Temperature dependence of the measured g (2) (0) values (data points), along with an extrapolated curve of the background spectral contamination limited values, g l (2) (0) (dashed line). The upper and lower bounds account for a ±5% error in ρ. The figure inset shows the extracted values of ρ and the exponential fitting to show its temperature dependence.

Finally, in order to further confirm the extent of the background emission limitation, several measurements were made of a number of different quantum dots under various excitation and ambient conditions. The measured g (2) (0) values are shown in Fig. 3 as a plot against the values of ρ extracted from the spectra. It is clear, to within the experimental error for all measurements, that the measured data points follow the expected curve for a pure single photon emitter combined with uncorrelated background emission i.e:\(\,{g}^{(2)}(0)={g}_{l}^{(2)}(0)\). That is, to within the experimental error, the background emission entirely accounts for the measured non-zero values of g (2) (0).
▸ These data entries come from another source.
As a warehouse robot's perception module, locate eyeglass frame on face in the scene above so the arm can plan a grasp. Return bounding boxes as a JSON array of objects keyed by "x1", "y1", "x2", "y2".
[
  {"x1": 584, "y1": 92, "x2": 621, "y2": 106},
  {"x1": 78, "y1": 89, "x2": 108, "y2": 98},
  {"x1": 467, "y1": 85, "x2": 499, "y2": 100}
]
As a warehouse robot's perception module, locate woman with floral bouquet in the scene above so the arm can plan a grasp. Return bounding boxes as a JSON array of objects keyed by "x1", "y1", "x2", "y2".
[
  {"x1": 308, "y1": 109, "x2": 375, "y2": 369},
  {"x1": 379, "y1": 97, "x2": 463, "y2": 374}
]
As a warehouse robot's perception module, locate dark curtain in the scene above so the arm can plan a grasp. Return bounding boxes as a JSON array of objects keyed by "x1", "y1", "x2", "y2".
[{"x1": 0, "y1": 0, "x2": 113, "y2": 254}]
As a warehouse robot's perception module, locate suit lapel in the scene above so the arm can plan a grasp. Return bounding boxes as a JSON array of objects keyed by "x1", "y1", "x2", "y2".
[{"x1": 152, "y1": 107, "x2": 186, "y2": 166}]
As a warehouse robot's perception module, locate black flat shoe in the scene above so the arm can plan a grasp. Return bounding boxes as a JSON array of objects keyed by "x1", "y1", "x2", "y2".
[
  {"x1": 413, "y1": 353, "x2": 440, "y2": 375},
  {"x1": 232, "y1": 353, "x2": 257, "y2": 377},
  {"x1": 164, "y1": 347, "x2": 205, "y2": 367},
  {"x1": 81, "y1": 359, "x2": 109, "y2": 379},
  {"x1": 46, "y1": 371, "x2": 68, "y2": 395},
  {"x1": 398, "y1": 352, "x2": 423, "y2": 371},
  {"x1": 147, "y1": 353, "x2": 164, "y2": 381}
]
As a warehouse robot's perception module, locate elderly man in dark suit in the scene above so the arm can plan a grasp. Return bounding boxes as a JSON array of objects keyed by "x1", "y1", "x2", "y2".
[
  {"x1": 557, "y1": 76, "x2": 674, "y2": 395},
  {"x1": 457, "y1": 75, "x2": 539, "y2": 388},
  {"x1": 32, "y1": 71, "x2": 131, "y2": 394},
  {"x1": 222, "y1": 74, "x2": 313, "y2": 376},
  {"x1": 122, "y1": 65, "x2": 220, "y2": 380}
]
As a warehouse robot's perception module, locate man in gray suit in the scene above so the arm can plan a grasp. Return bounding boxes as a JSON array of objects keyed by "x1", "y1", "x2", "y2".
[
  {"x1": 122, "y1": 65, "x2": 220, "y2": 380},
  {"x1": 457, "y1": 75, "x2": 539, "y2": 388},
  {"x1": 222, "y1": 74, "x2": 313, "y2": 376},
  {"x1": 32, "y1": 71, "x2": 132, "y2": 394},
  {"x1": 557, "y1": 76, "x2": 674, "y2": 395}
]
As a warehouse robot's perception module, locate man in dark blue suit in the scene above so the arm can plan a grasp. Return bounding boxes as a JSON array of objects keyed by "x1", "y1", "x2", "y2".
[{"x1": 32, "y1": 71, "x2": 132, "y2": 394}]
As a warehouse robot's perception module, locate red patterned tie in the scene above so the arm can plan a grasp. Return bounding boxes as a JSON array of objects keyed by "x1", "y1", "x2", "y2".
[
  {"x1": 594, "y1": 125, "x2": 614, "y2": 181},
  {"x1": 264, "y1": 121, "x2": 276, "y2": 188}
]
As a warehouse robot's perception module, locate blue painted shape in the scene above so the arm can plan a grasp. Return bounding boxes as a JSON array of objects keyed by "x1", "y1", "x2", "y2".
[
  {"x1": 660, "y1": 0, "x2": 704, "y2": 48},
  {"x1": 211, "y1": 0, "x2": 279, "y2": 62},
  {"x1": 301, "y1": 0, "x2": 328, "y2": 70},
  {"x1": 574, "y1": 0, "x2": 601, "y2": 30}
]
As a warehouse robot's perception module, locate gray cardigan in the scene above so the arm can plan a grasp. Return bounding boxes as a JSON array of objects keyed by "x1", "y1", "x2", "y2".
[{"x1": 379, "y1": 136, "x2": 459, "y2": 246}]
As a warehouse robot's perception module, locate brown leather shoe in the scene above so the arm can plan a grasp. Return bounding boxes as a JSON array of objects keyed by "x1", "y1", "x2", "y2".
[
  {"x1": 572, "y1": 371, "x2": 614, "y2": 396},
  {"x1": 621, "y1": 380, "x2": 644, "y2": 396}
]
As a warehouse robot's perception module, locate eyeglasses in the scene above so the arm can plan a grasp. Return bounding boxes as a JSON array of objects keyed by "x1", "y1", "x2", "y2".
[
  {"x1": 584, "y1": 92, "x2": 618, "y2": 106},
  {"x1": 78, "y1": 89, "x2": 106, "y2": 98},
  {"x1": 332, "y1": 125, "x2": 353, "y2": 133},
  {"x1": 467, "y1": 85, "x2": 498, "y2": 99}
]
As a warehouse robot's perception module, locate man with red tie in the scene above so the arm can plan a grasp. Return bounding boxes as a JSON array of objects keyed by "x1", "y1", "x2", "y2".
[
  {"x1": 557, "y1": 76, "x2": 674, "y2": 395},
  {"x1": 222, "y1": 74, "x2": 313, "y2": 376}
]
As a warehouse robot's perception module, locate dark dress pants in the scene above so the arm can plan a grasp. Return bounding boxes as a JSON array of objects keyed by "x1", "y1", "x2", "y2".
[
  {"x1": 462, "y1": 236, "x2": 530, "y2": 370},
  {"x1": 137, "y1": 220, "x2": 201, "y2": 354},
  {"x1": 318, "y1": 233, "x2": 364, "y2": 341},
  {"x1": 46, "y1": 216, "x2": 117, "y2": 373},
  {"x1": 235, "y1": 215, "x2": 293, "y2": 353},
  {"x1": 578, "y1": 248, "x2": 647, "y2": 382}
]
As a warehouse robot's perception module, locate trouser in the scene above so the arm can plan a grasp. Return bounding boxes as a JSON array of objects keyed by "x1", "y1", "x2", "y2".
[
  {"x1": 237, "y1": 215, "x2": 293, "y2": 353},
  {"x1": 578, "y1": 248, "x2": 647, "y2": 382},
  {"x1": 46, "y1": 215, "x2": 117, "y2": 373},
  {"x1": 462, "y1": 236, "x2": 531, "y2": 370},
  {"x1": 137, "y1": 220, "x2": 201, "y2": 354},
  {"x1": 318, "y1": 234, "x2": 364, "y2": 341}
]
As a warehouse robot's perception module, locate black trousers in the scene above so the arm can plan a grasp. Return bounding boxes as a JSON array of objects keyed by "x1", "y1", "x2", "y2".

This is further exemplified by the figure inset, in which the residuals between the measured and background limited values, \({\rm{\Delta }}{g}^{(2)}(0)={g}^{(2)}(0)-{g}_{l}^{(2)}(0)\) are plotted as a function of ρ.

Figure 3
figure 3

Measured g (2) (0) values from several quantum dots under various ambient conditions shown as a function of the measured value of ρ. The solid line is a plot of g l (2) (0) showing clearly that to within the experimental error the background emission entirely accounts for the non-zero measurements of g (2) (0). The figure inset shows the residual values of \({\rm{\Delta }}{g}^{(2)}(0)\).

In conclusion we have shown the single photon emission properties of interface-fluctuation GaN quantum dots as a function of their ambient temperature. The quantum nature of the emission is maintained up to 77 K, although its intensity and purity gradually decreases, due to increased spectral contamination from uncorrelated background emission related to quantum-well states. It is possible that improved temperature characteristics could be achieved by reducing the volume of measured material- perhaps via the fabrication of mesa-like structures, or by local resonant excitation.

Data Availability

Datasets for the figures in this paper are available from the corresponding author on reasonable request.